綺麗なホテルだがネット環境はない 博楽市
翌日部屋を移ったが、何と今度は部屋にネット環境が無かった。いくらシルクロード、西域と言っても今時それなりのホテルでネット環境が無いとは。これではおばさんのケーブルも役に立たない。外国人だけでなく、中国人も文句を言うだろう。やって来たマネージャーに事情を話すと「それならフロントにPCを持ってきて」と言い、フロントで自分たちが使っていたPCのケーブル線を引き抜くと「これを使って」と渡してきた。夜中に人影のない1階ロビーを背にして、フロントの前に座ってではあったがお蔭でようやくメールチェックが出来た。
何だかとんでもない話をしているようだが、実は私はこれらの対応に少なからず感動していた。
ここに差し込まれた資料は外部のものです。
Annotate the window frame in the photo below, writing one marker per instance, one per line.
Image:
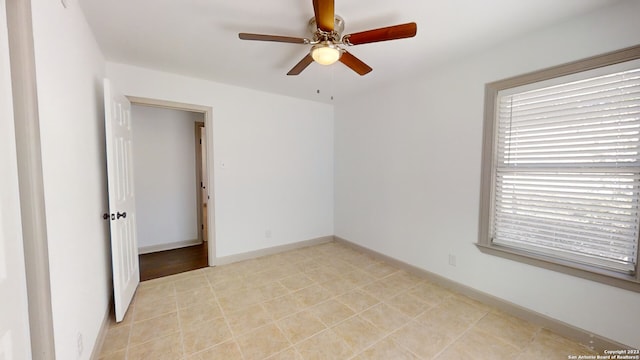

私が留学した80年代、仕事で奔走した2000年前後の中国では、まだまだインフラが整っていなかったが、皆が知恵を出し合って問題を解決することがままあった。これを私は「中国的解決」と呼び、時には笑い、時には泣いた懐かしい経験がある。今回のケースはまさにそれで、ハード面では遅れているが、人的サービス面では結果として合格なのである。
ウルムチ空港内 ネットカフェ
尚ネットと言えば、今回ウルムチ、西寧、西安の3つの空港でインターネットの接続出来る場所を探した。そして3つ共に空港内のコーヒーショップで無線が繋がると言われたが、ここのコーヒーが1杯50元はする。結局はネットカフェなのであるが、それにしても値段が高過ぎる。空港はもう少し配慮が必要ではないだろうか。特に国際線が飛ぶ所では。